There's a "zen" in cracking cases of eggs and peeling tons of shrimp. And don't get me started on the Sysiphian task of dragging waffle mix up and down flights of stairs. Teaching my son these lessons was one big reason I wrote the book.

Tom: Do you think of the result as embodying a philosophy of work?

Shannon: Yeah, sort of. There's no competing with folks like Barbara Ehrenreich on the academic analysis of work generally, but little has been written on the work of academics - the job I have now: what that work is like, and how we college teachers have come to do the specific work we do. And this has hurt the academy.

People look at my current job and say, "Wow, must be nice. A dozen hours of teaching for three or four days a week, eight months a year? Summers off?" Yet they fail to appreciate the training it takes to become a professor, and the amount of important work that happens outside the classroom - like staring into space and thinking. One of the main points of the book is that being a "professional" anything means never NOT-working. You're a philosopher. You know what I mean. We do philosophy in the express line at the grocery store ("Do 12 cans of cat food count as one item, or 12?").

Tom: Pondering cat food at the grocery store is a form of work unfamiliar to most mortals.

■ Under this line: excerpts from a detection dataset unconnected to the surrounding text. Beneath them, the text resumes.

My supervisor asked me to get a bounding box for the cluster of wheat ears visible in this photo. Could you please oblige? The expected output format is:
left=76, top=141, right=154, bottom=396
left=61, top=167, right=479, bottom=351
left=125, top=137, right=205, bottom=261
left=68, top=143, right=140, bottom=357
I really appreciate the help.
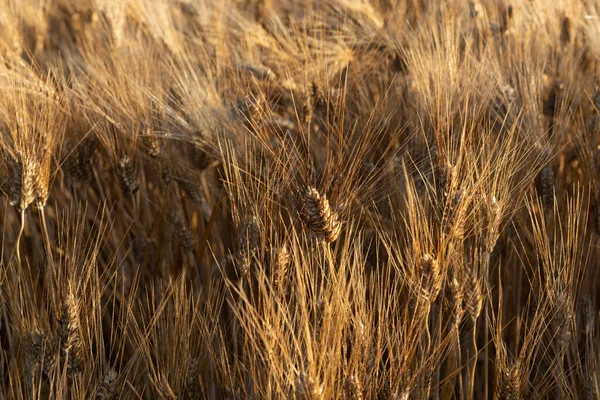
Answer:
left=0, top=0, right=600, bottom=400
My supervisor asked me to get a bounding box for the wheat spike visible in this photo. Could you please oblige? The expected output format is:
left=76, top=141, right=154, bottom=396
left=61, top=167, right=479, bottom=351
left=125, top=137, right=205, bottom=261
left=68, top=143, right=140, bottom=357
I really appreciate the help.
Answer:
left=10, top=157, right=38, bottom=211
left=344, top=375, right=363, bottom=400
left=497, top=364, right=523, bottom=400
left=304, top=186, right=341, bottom=243
left=169, top=210, right=196, bottom=251
left=235, top=215, right=260, bottom=276
left=271, top=244, right=291, bottom=290
left=536, top=165, right=554, bottom=207
left=550, top=291, right=573, bottom=353
left=96, top=368, right=119, bottom=400
left=57, top=293, right=83, bottom=377
left=419, top=254, right=442, bottom=302
left=117, top=155, right=140, bottom=195
left=185, top=358, right=203, bottom=400
left=296, top=375, right=323, bottom=400
left=25, top=329, right=58, bottom=377
left=465, top=270, right=485, bottom=321
left=448, top=276, right=464, bottom=326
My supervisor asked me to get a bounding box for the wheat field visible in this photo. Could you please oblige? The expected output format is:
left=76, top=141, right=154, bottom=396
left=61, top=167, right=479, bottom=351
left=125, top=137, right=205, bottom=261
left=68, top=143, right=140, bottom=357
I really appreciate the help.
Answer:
left=0, top=0, right=600, bottom=400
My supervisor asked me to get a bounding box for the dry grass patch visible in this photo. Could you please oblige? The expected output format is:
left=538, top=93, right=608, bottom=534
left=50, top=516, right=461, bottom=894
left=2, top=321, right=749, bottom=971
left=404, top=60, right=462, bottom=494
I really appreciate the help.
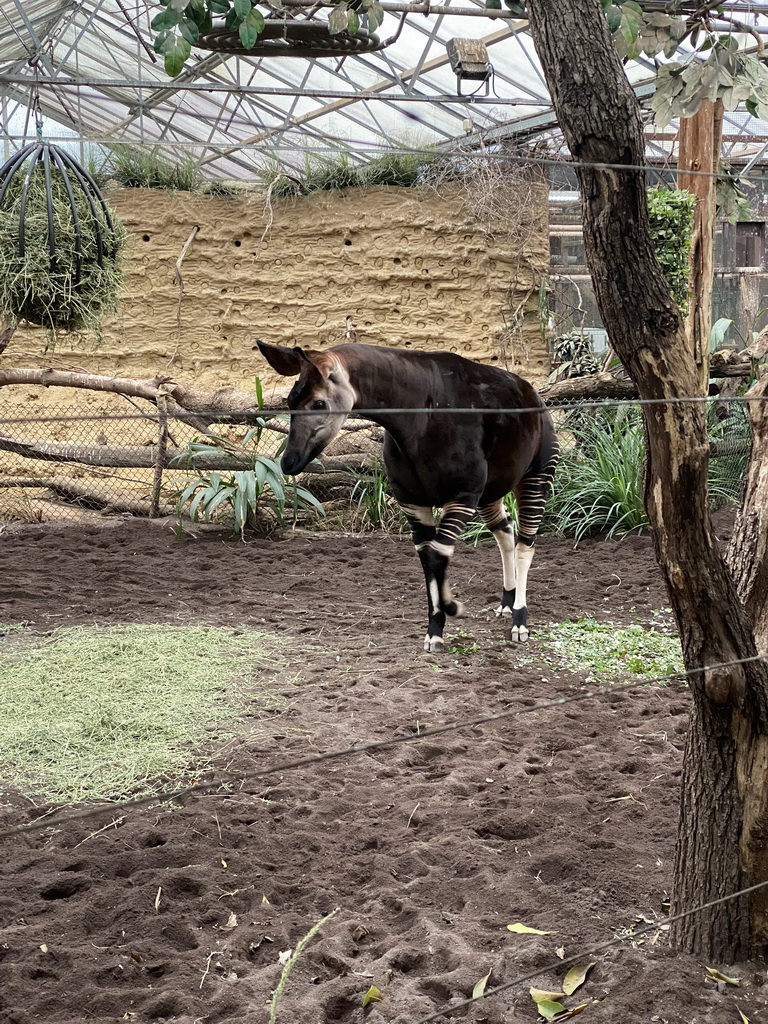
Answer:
left=0, top=625, right=285, bottom=802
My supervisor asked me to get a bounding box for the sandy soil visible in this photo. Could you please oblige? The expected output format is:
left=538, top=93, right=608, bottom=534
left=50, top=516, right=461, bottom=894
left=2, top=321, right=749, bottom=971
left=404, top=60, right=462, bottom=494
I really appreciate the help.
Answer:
left=0, top=521, right=768, bottom=1024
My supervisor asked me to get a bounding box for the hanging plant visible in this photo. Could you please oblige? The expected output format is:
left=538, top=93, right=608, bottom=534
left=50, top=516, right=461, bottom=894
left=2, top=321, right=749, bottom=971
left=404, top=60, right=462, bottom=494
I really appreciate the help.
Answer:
left=0, top=143, right=127, bottom=342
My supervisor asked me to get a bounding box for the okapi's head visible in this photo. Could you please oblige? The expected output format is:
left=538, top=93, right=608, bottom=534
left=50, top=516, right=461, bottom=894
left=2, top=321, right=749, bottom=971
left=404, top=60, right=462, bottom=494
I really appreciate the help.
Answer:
left=257, top=341, right=356, bottom=476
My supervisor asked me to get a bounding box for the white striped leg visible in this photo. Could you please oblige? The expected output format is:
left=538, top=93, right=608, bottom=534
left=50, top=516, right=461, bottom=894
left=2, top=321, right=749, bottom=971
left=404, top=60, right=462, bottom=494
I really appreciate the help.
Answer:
left=402, top=502, right=474, bottom=652
left=480, top=501, right=517, bottom=615
left=512, top=437, right=560, bottom=643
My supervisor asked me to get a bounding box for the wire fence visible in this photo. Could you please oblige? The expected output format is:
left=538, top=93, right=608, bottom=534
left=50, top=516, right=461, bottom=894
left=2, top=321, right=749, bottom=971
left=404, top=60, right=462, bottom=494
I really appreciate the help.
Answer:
left=0, top=395, right=751, bottom=527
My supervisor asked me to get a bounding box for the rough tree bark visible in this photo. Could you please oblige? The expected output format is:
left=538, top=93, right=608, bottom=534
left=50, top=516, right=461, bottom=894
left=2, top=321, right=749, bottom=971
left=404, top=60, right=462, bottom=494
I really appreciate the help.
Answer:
left=528, top=0, right=768, bottom=961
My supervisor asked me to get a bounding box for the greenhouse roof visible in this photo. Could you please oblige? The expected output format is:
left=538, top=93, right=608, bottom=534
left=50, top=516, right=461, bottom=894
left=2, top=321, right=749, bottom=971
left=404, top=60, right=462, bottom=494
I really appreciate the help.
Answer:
left=0, top=0, right=768, bottom=179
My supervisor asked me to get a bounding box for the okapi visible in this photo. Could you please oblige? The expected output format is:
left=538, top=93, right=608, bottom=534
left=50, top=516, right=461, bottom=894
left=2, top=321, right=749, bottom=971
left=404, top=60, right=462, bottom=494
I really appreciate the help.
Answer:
left=258, top=341, right=560, bottom=651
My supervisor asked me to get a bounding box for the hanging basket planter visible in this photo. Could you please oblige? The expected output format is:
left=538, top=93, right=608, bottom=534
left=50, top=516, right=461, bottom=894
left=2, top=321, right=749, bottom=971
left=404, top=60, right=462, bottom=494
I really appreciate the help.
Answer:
left=0, top=141, right=127, bottom=338
left=197, top=18, right=382, bottom=59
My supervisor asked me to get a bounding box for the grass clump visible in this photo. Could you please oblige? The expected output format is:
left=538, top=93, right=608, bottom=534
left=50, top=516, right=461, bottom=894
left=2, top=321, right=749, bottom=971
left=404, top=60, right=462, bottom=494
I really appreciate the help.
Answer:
left=0, top=164, right=127, bottom=341
left=0, top=625, right=281, bottom=802
left=545, top=410, right=648, bottom=540
left=537, top=616, right=685, bottom=682
left=106, top=144, right=203, bottom=191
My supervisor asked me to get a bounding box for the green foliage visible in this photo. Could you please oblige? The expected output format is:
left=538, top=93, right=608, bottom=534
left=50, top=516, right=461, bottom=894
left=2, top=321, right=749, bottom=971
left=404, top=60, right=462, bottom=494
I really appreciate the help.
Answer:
left=0, top=163, right=127, bottom=335
left=349, top=462, right=409, bottom=532
left=707, top=402, right=752, bottom=509
left=545, top=409, right=648, bottom=540
left=648, top=186, right=696, bottom=315
left=0, top=624, right=283, bottom=801
left=152, top=0, right=384, bottom=78
left=259, top=150, right=434, bottom=198
left=547, top=331, right=600, bottom=381
left=651, top=36, right=768, bottom=128
left=105, top=143, right=203, bottom=191
left=716, top=160, right=755, bottom=224
left=537, top=612, right=685, bottom=682
left=543, top=404, right=751, bottom=540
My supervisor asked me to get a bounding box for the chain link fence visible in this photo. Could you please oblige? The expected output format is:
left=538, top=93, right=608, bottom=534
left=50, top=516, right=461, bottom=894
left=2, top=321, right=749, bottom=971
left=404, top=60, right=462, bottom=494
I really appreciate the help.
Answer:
left=0, top=395, right=751, bottom=528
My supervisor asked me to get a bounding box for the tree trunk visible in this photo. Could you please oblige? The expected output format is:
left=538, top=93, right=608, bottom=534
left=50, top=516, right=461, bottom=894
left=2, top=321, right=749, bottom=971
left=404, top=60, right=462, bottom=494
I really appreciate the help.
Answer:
left=528, top=0, right=768, bottom=961
left=677, top=99, right=723, bottom=394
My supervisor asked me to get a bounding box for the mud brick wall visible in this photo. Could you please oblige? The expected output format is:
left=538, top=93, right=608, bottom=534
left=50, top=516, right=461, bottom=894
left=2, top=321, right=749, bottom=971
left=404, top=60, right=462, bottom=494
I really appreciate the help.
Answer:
left=1, top=180, right=549, bottom=403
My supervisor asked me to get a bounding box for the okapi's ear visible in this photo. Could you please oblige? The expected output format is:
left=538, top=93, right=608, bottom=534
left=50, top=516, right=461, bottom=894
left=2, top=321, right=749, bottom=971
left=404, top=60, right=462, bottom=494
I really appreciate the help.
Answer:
left=259, top=340, right=306, bottom=377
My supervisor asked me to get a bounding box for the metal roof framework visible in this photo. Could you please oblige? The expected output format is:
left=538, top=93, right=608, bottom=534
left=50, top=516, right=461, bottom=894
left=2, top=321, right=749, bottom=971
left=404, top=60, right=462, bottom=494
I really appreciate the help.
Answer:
left=0, top=0, right=768, bottom=179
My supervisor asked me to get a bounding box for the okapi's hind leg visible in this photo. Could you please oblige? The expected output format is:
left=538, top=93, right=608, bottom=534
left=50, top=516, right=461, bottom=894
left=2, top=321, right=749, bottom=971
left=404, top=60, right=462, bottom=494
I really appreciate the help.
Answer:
left=480, top=437, right=560, bottom=643
left=401, top=502, right=474, bottom=653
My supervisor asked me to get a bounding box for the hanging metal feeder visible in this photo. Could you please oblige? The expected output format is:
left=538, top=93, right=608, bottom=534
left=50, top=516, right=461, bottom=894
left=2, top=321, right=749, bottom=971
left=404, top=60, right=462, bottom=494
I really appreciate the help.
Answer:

Shannon: Well, it might be nice not to get caught up in such concerns, yet I can't help but think about things like this. Maybe most people don't worry about such matters, but my experience in grocery stores says differently. Just look at piles of stuff in the express lines. Surely, people have thought up different ways of counting.

I do have to admit I was often philosophizing while buffing floors. When faced with a four-hour buffing job, it helps to listen to political debates on the radio - or, at least, it used to. Politics and buffing: all too often nowadays, it's just bluffing and buffing.

Thinking about the nature of everyday social interactions makes me a better ethics professor, and thinking about politics and buffing might even make me a better citizen as well as philosopher. At bottom, all jobs are social, and all that's social may be in some sense work. It's in understanding the true nature of the jobs we have that we can start to understand the fundamental interdependence of human beings in our society. And that's the ultimate reason I wrote the book - not to buff too fine a gloss on it.

Tom: Thanks, Shannon. And how could I end our time except by saying - Good job!